Z wszelkiego rodzaju przyjaciółmi, znajomymi i krewniakami Grzegorz pożegnał się już wcześniej, na licznych przyjęciach i zabawach. Dzieci, rzecz oczywista, nie posiadał – któż bowiem normalny decydował się w tych czasach na potomstwo? Latorośle ograniczały tylko ludzką swobodę, niepotrzebnie zabierały czas. Ponadto państwo nakładało znaczne sankcje na osoby posiadające dzieci, bowiem prowadziło to do przeludnienia. Ludzie żyli wiecznie, sądzili więc, iż na wszystko będą mieli czas, w tym i na potomstwo. Ale póki co, korzystali z życia, a prokreacją gatunku zamierzali zająć się później.
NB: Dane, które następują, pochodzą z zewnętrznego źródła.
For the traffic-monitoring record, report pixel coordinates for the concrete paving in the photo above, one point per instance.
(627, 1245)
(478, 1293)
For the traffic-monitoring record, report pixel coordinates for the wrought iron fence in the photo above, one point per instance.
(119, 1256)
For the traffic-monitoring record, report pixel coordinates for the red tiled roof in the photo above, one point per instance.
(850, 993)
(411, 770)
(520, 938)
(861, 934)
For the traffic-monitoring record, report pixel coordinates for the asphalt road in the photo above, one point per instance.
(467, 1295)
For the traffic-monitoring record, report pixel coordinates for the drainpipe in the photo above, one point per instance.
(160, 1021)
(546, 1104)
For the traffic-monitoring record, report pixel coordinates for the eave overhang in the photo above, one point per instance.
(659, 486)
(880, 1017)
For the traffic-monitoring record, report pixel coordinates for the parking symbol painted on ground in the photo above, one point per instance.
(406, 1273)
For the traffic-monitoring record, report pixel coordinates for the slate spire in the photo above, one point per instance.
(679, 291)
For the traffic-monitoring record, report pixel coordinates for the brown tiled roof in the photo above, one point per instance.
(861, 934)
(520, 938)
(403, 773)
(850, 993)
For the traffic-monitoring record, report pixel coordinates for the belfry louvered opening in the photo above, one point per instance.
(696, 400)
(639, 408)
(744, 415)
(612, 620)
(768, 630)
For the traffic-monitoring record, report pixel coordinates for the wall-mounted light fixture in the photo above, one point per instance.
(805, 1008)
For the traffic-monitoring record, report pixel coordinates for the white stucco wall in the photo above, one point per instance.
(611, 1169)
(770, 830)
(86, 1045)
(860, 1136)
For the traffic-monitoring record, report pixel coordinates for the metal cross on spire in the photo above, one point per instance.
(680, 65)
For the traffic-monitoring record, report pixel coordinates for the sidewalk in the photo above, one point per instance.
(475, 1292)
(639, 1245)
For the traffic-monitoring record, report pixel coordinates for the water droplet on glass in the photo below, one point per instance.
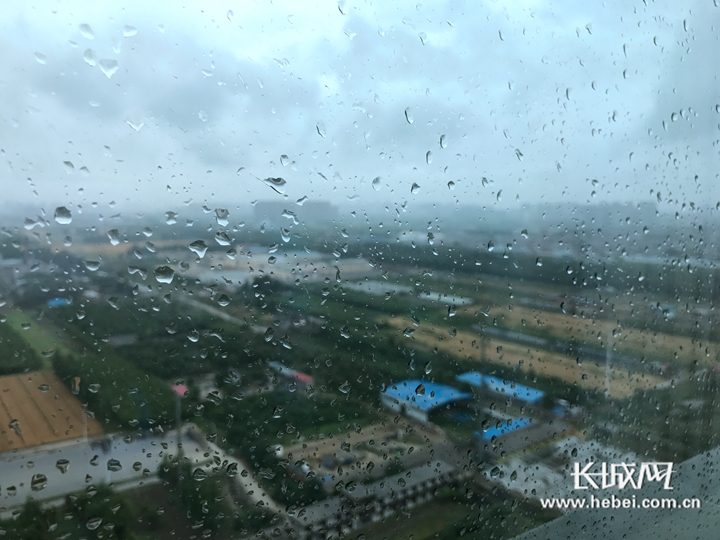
(171, 218)
(63, 216)
(93, 523)
(164, 274)
(38, 482)
(222, 238)
(86, 31)
(269, 333)
(222, 216)
(277, 184)
(108, 67)
(15, 426)
(409, 116)
(199, 247)
(90, 58)
(114, 236)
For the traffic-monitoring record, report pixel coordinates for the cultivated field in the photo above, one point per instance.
(621, 382)
(37, 409)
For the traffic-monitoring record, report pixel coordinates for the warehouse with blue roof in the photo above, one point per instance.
(418, 399)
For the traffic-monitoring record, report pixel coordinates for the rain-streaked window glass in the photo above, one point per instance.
(367, 270)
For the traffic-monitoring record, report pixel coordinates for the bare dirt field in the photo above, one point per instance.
(620, 381)
(631, 341)
(37, 409)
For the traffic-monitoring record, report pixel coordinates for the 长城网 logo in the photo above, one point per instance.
(621, 475)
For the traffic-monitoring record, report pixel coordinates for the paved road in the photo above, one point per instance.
(246, 481)
(138, 458)
(212, 311)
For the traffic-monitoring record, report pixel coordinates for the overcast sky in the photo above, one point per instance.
(158, 103)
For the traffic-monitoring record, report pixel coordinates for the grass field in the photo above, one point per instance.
(622, 383)
(37, 334)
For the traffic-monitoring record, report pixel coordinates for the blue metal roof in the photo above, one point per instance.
(504, 429)
(434, 394)
(496, 384)
(56, 302)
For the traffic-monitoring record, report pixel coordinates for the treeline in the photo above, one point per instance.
(16, 355)
(117, 392)
(253, 426)
(678, 278)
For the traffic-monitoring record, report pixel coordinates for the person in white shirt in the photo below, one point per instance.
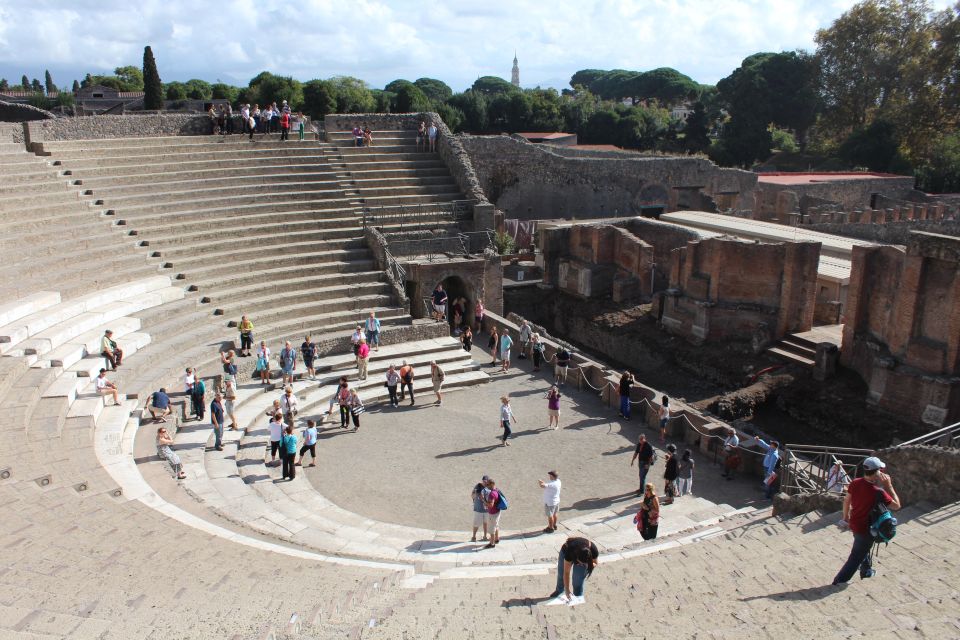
(551, 500)
(107, 388)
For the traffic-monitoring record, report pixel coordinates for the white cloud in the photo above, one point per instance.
(381, 40)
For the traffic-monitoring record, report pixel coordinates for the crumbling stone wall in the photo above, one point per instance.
(902, 331)
(723, 288)
(16, 112)
(125, 126)
(530, 181)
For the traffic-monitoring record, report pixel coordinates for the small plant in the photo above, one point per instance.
(504, 242)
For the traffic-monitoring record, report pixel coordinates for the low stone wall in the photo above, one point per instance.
(125, 126)
(16, 112)
(449, 146)
(532, 181)
(11, 132)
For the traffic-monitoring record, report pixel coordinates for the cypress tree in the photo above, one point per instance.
(152, 87)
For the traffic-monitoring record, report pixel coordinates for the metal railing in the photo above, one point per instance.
(420, 216)
(947, 437)
(815, 469)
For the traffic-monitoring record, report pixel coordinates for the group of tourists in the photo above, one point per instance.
(271, 119)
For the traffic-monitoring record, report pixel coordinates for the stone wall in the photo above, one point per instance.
(16, 112)
(125, 126)
(449, 146)
(723, 288)
(11, 132)
(897, 232)
(902, 330)
(531, 181)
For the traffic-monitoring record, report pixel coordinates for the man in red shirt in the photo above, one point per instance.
(862, 494)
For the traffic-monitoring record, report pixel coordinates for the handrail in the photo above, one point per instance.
(947, 437)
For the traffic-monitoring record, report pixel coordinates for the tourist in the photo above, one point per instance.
(436, 377)
(159, 402)
(551, 500)
(493, 344)
(276, 435)
(506, 343)
(648, 518)
(355, 339)
(356, 408)
(577, 559)
(363, 358)
(862, 494)
(626, 381)
(288, 448)
(479, 509)
(439, 299)
(289, 405)
(165, 451)
(285, 127)
(406, 380)
(228, 359)
(553, 408)
(771, 462)
(343, 401)
(664, 416)
(229, 401)
(246, 336)
(478, 311)
(107, 388)
(670, 474)
(506, 418)
(309, 443)
(524, 337)
(216, 420)
(198, 394)
(263, 362)
(685, 473)
(562, 359)
(422, 136)
(731, 455)
(536, 348)
(393, 379)
(288, 362)
(491, 499)
(309, 352)
(373, 331)
(110, 351)
(645, 454)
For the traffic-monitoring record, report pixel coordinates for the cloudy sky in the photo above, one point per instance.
(379, 41)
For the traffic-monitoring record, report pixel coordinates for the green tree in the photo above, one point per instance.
(437, 90)
(175, 90)
(353, 95)
(492, 85)
(152, 86)
(223, 91)
(319, 98)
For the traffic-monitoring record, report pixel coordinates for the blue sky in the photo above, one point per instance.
(380, 41)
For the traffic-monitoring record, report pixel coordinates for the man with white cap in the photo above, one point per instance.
(862, 494)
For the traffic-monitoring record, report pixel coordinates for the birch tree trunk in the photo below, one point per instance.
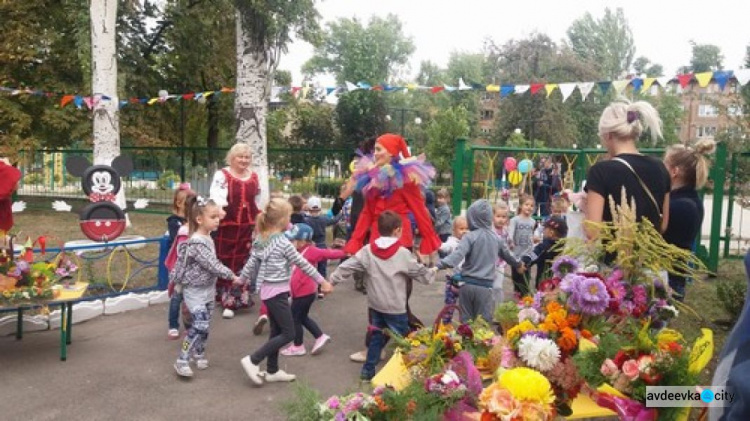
(254, 68)
(104, 85)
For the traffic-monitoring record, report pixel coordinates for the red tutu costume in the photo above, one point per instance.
(9, 177)
(394, 187)
(235, 235)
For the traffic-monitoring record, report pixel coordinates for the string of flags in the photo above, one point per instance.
(721, 78)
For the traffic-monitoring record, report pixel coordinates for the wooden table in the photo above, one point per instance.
(65, 300)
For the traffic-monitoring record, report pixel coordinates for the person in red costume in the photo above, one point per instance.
(392, 183)
(9, 177)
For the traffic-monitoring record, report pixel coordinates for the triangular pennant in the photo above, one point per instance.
(566, 89)
(506, 90)
(722, 77)
(349, 87)
(604, 86)
(664, 81)
(585, 88)
(743, 76)
(550, 87)
(647, 82)
(684, 79)
(620, 85)
(704, 78)
(636, 83)
(67, 99)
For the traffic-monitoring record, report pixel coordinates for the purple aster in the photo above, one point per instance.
(564, 265)
(590, 297)
(535, 333)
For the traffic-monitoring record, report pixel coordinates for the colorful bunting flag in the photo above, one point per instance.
(585, 88)
(566, 89)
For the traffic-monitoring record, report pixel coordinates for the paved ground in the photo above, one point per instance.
(120, 367)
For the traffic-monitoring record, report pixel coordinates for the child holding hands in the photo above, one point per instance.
(269, 270)
(197, 269)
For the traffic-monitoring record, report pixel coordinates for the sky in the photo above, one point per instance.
(662, 29)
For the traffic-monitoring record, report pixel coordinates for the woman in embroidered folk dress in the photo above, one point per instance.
(388, 182)
(645, 179)
(235, 188)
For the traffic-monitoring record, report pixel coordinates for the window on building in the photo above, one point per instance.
(735, 110)
(707, 110)
(706, 131)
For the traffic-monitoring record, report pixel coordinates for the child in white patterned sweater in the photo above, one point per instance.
(269, 270)
(196, 270)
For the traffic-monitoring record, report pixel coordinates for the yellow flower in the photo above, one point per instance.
(520, 329)
(527, 385)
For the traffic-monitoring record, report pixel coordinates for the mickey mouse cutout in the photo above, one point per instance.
(103, 219)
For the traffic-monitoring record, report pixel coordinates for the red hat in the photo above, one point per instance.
(394, 144)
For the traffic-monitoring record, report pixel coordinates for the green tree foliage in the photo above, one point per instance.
(442, 132)
(706, 58)
(354, 52)
(606, 43)
(544, 121)
(38, 52)
(643, 66)
(360, 114)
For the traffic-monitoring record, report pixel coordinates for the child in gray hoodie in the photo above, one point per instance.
(479, 250)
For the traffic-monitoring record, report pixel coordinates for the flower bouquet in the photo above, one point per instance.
(23, 280)
(518, 394)
(622, 366)
(445, 395)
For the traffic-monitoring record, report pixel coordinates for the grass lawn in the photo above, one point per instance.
(702, 299)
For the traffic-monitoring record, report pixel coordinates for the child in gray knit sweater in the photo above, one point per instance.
(196, 270)
(269, 269)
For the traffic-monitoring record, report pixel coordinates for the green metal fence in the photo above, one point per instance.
(157, 171)
(478, 173)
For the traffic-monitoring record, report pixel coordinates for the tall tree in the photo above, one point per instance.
(264, 30)
(104, 82)
(606, 43)
(354, 52)
(706, 58)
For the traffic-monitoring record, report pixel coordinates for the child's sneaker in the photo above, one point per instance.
(201, 362)
(252, 370)
(294, 351)
(259, 324)
(320, 343)
(183, 368)
(280, 376)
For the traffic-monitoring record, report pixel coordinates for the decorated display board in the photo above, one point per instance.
(102, 219)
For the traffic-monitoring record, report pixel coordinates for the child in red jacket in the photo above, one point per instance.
(305, 290)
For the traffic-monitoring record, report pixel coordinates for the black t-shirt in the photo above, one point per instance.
(609, 177)
(685, 217)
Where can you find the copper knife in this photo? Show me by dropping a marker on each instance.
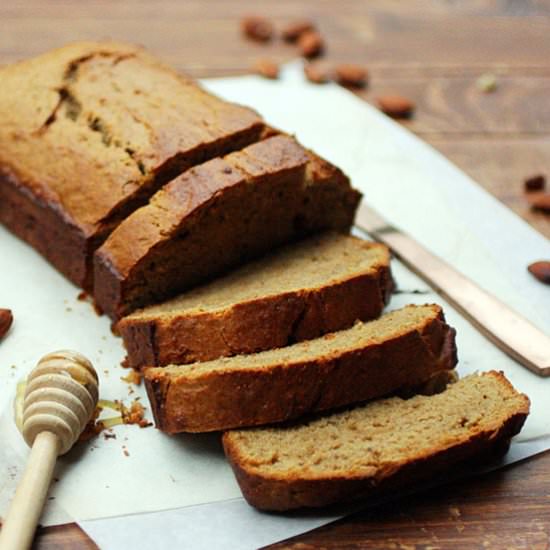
(508, 330)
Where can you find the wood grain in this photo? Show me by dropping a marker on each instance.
(432, 51)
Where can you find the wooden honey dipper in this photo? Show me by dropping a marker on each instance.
(60, 399)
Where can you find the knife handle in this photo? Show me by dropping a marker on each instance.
(508, 330)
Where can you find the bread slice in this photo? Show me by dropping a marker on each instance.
(300, 292)
(217, 216)
(401, 349)
(88, 132)
(386, 444)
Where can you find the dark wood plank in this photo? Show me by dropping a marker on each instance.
(399, 34)
(508, 508)
(454, 106)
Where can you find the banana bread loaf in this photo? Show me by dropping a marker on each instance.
(303, 291)
(400, 350)
(88, 132)
(380, 447)
(216, 216)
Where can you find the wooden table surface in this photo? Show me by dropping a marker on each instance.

Ojciec jego umarł we starości, był jednym z tych nielicznych, mądrych ludzi, którzy nie przejęli Eliksiru.

żony, lub przynajmniej kochanki, nie miał Grzegorz Hancze również. Oczywiście, przez prawe dwieście lat posiadał więcej partnerek, niż rok liczy dni, ale obecnie był samotnikiem. Bo przed te dwieście lat doszedł do wniosku, że wszystkie niewiasty są takie same i nie różnią się niczym. A szczytem idiotyzmu był już związek małżeński, który ewidentnie i trwale ograniczał wolność osobistą, która była z Republice Ziemi podstawowym prawem. I generalnie tylko nieliczni szaleńcy, nazywający się „religijnymi” pobierali się i płodzili potomstwo.

„Już wszystko załatwiłem, wszystkiego spróbowałem. Wszystko przeżyłem i wszystkiego doświadczyłem. Jestem bardzo zmęczony. Muszą odpocząć, wyjechać stąd, i to jak najdalej. Tam, skąd nie ma już powrotu.

* * *

„Nie popełnia się dwa razy tego samego błędu” – pomyślał, po raz kolejny rozpamiętując życie i zatrzymując się na rozmowie z matką. – „Tą zasadą powinienem się kierować. I kierować się nią będę”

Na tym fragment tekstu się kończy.